Now that we are at the end of the sixth week I feel Maali and I are well on the way to making a great trust connection. While I have progressed more slowly than I thought, I think it has given Maali and I a great foundation that we are building on. Maali spends her time in the small paddock connected to
the arena with a few of my other socially stable horses however she hasn’t made actual friends with them as of yet. She is quite submissive and moves away when told by the other horses. I can now take Maali out for a walk around the property, groom her, lunge out in the arena over a few trot poles which she trotted over really nicely. I am working on canter at the moment as she is quite stressed when asked to canter which shows me she is still very tense mentally as well as physically. However we are going slow and careful, We are working on transitions from walk to trot to canter then back down to trot or walk and stop with lots of breaks to help Maali learn that when she feels heightened she discovers she can calm down again and the more she does this the better she will get with regulating her emotions which will help her be a calm and confident horse that can move forward freely with a relaxed mind. I’ve introduced the saddle pad and will probably put the bareback pad on her this weekend which will be great! I realise we are far behind most of the other horses and trainers however I have learned a lot from this experience and I’m sure we will get there
in the end!
This was a big week for Rumba. It was time for us to relocate to our other property which meant she would have to load onto the dreaded trailer again.
We worked on trailer loading at the end of week 4 which set her up for a very relaxed transport day. The trip took 2 ½ hours and she unloaded so calmly, taking in her new location with ease and relaxation. The green grass may have helped a bit too.

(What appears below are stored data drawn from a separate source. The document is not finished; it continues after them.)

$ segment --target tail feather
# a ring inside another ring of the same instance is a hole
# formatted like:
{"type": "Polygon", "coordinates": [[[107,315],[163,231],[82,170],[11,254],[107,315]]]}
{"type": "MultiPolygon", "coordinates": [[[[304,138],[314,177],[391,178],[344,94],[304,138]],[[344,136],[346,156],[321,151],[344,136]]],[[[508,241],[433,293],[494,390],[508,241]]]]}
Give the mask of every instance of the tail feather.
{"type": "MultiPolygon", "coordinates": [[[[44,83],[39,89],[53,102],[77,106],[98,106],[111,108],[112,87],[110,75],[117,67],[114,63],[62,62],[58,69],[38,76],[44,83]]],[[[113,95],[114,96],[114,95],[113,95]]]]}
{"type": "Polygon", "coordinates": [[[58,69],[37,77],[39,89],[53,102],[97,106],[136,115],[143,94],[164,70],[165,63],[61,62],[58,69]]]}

Monday was a day for grass grazing on the lead, making sure that she was still able to check in with me and that she wasn’t leaving mentally when she was eating. Low stress day for both of us that day. The rest of the week was working with her out in the paddock, building on our groundwork and focus. She came through the week with progress, softness and willingness to try.

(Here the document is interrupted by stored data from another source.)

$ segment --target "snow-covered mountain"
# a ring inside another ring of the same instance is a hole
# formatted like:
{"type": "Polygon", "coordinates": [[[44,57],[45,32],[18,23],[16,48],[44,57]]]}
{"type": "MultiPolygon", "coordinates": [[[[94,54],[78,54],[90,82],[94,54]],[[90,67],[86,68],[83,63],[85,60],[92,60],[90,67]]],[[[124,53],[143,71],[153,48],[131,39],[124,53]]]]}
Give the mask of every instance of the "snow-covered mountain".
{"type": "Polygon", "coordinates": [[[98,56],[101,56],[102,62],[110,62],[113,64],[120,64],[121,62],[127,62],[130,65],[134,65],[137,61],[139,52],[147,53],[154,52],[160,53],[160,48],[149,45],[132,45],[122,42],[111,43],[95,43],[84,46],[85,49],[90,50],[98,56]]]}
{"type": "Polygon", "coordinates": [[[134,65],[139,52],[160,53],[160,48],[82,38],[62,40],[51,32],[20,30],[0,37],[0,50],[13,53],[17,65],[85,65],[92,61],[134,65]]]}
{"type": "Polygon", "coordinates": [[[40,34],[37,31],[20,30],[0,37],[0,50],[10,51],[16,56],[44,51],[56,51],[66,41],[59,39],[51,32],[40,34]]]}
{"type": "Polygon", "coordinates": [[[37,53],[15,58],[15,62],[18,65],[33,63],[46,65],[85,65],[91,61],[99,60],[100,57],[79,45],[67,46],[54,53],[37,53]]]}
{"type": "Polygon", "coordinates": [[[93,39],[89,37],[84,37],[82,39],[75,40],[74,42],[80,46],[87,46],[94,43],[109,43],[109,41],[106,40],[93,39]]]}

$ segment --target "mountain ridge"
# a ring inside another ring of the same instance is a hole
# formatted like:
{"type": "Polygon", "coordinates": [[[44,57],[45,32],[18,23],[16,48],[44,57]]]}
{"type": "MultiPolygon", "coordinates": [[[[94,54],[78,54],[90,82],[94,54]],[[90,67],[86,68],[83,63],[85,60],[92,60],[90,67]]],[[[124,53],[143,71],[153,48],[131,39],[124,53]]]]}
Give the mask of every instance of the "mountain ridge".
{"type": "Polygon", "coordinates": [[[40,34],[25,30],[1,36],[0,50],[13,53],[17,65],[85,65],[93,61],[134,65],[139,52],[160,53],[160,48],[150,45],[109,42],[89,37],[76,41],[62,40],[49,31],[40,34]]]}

Another week of firsts for Rumba. We started the week with float loading, which she found challenging but with her degree of willingness she managed to come through beautifully. That day my husband casually walked along with us chatting as we went, on our way back to her paddock. I was asking her to take an interest in various things when it dawned on me that she had a person on either side of her head as we walked and it hadn’t caused her any worry. It’s moments like this that reminds me of how far she has come.

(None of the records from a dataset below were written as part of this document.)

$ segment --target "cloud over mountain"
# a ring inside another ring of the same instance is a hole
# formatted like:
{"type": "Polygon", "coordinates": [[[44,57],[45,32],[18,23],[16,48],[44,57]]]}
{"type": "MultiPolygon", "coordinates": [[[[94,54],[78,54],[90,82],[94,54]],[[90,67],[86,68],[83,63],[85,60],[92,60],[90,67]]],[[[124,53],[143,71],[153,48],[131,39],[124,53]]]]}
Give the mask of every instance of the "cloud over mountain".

Rumba met the ride-on mower this week. She was out in her paddock and I was observing her over the fence. She was quite fearful and distressed about this experience but when I went into the paddock she ran over and stood next to me and watched the mower, her worry slowly reduced. Wednesday was farrier day. I had worked with her legs and feet so I felt confident she would be okay. Yet again she came through the experience with flying colours, better than some of the seasoned horses I’ve seen. I finished off the week with groundwork out in the paddock introducing new things. Today Rumba had to work with my 3 dogs hanging around her legs, running circles around her and playing chasey in her work area. This added so many distractions for her but she was able to keep her willingness and softness for most of our session.
I was looking back on our photos (and videos) today to find one to send with this update when I came across our first day photos. This Brumby had her whole life turned upside down with no explanation, thrown into a new environment and introduced to a whole new way of living and in 6 short weeks she is finding comfort and safety in me. This is such a big responsibility to take on, one that I am relishing and accepting with open arms.